Note
Click here to download the full example code
MDF-based MDO on the Sobieski SSBJ test case¶
from __future__ import annotations
from gemseo.api import configure_logger
from gemseo.api import create_discipline
from gemseo.api import create_scenario
from gemseo.api import generate_n2_plot
from gemseo.problems.sobieski.core.problem import SobieskiProblem
configure_logger()
<RootLogger root (INFO)>
Instantiate the disciplines¶
First, we instantiate the four disciplines of the use case:
SobieskiPropulsion,
SobieskiAerodynamics,
SobieskiMission
and SobieskiStructure.
disciplines = create_discipline(
[
"SobieskiPropulsion",
"SobieskiAerodynamics",
"SobieskiMission",
"SobieskiStructure",
]
)
We can quickly access the most relevant information of any discipline (name, inputs,
and outputs) with Python’s print() function. Moreover, we can get the default
input values of a discipline with the attribute MDODiscipline.default_inputs
for discipline in disciplines:
print(discipline)
print(f"Default inputs: {discipline.default_inputs}")
SobieskiPropulsion
Default inputs: {'y_23': array([12562.01206488]), 'x_3': array([0.5]), 'x_shared': array([5.0e-02, 4.5e+04, 1.6e+00, 5.5e+00, 5.5e+01, 1.0e+03]), 'c_3': array([4360.])}
SobieskiAerodynamics
Default inputs: {'x_2': array([1.]), 'y_32': array([0.50279625]), 'x_shared': array([5.0e-02, 4.5e+04, 1.6e+00, 5.5e+00, 5.5e+01, 1.0e+03]), 'y_12': array([5.06069742e+04, 9.50000000e-01]), 'c_4': array([0.01375])}
SobieskiMission
Default inputs: {'y_14': array([50606.9741711 , 7306.20262124]), 'x_shared': array([5.0e-02, 4.5e+04, 1.6e+00, 5.5e+00, 5.5e+01, 1.0e+03]), 'y_24': array([4.15006276]), 'y_34': array([1.10754577])}
SobieskiStructure
Default inputs: {'y_21': array([50606.9741711]), 'y_31': array([6354.32430691]), 'x_1': array([0.25, 1. ]), 'x_shared': array([5.0e-02, 4.5e+04, 1.6e+00, 5.5e+00, 5.5e+01, 1.0e+03]), 'c_0': array([2000.]), 'c_1': array([25000.]), 'c_2': array([6.])}
You may also be interested in plotting the couplings of your disciplines.
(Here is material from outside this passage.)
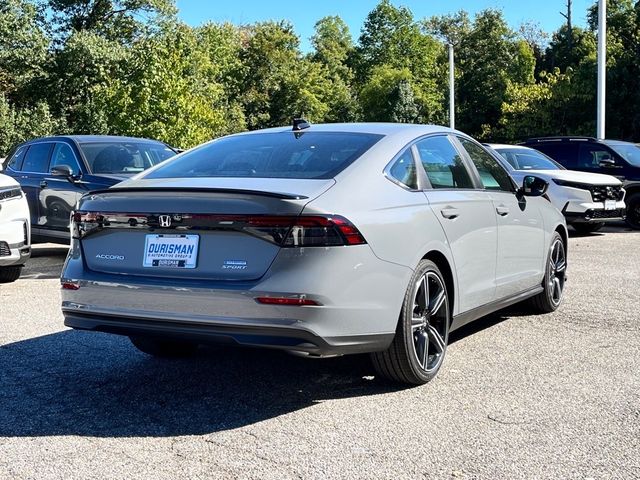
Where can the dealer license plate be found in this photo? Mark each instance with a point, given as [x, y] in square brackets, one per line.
[171, 251]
A quick way of getting this information is the API function
generate_n2_plot(). A much more detailed explanation of coupling
visualization is available here.
generate_n2_plot(disciplines, save=False, show=True)
Build, execute and post-process the scenario¶
Then, we build the scenario which links the disciplines
with the formulation and the optimization algorithm. Here, we use the
MDF formulation. We tell the scenario to minimize -y_4 instead of
minimizing y_4 (range), which is the default option.
Instantiate the scenario¶
During the instantiation of the scenario, we provide some options for the MDF formulations:
formulation_options = {
"tolerance": 1e-10,
"max_mda_iter": 50,
"warm_start": True,
"use_lu_fact": True,
"linear_solver_tolerance": 1e-15,
}
'warm_start: warm starts MDA,'warm_start: optimize the adjoints resolution by storing the Jacobian matrix LU factorization for the multiple RHS (objective + constraints). This saves CPU time if you can pay for the memory and have the full Jacobians available, not just matrix vector products.'linear_solver_tolerance': set the linear solver tolerance, idem we need full convergence
design_space = SobieskiProblem().design_space
print(design_space)
scenario = create_scenario(
disciplines,
"MDF",
objective_name="y_4",
design_space=design_space,
maximize_objective=True,
**formulation_options,
)
Design space:
+-------------+-------------+--------------------+-------------+-------+
| name | lower_bound | value | upper_bound | type |
+-------------+-------------+--------------------+-------------+-------+
| x_shared[0] | 0.01 | 0.05 | 0.09 | float |
| x_shared[1] | 30000 | 45000 | 60000 | float |
| x_shared[2] | 1.4 | 1.6 | 1.8 | float |
| x_shared[3] | 2.5 | 5.5 | 8.5 | float |
| x_shared[4] | 40 | 55 | 70 | float |
| x_shared[5] | 500 | 1000 | 1500 | float |
| x_1[0] | 0.1 | 0.25 | 0.4 | float |
| x_1[1] | 0.75 | 1 | 1.25 | float |
| x_2 | 0.75 | 1 | 1.25 | float |
| x_3 | 0.1 | 0.5 | 1 | float |
| y_14[0] | 24850 | 50606.9741711 | 77100 | float |
| y_14[1] | -7700 | 7306.20262124 | 45000 | float |
| y_32 | 0.235 | 0.5027962499999999 | 0.795 | float |
| y_31 | 2960 | 6354.32430691 | 10185 | float |
| y_24 | 0.44 | 4.15006276 | 11.13 | float |
| y_34 | 0.44 | 1.10754577 | 1.98 | float |
| y_23 | 3365 | 12194.2671934 | 26400 | float |
| y_21 | 24850 | 50606.9741711 | 77250 | float |
| y_12[0] | 24850 | 50606.9742 | 77250 | float |
| y_12[1] | 0.45 | 0.95 | 1.5 | float |
+-------------+-------------+--------------------+-------------+-------+
Set the design constraints¶
for c_name in ["g_1", "g_2", "g_3"]:
scenario.add_constraint(c_name, "ineq")
XDSMIZE the scenario¶
Generate the XDSM file on the fly, setting print_statuses=True
will print the status in the console
html_output (default True), will generate a self-contained
HTML file, that can be automatically open using open_browser=True
scenario.xdsmize()
INFO - 16:36:50: Generating HTML XDSM file in : xdsm.html
Define the algorithm inputs¶
We set the maximum number of iterations, the optimizer
and the optimizer options. Algorithm specific options are passed there.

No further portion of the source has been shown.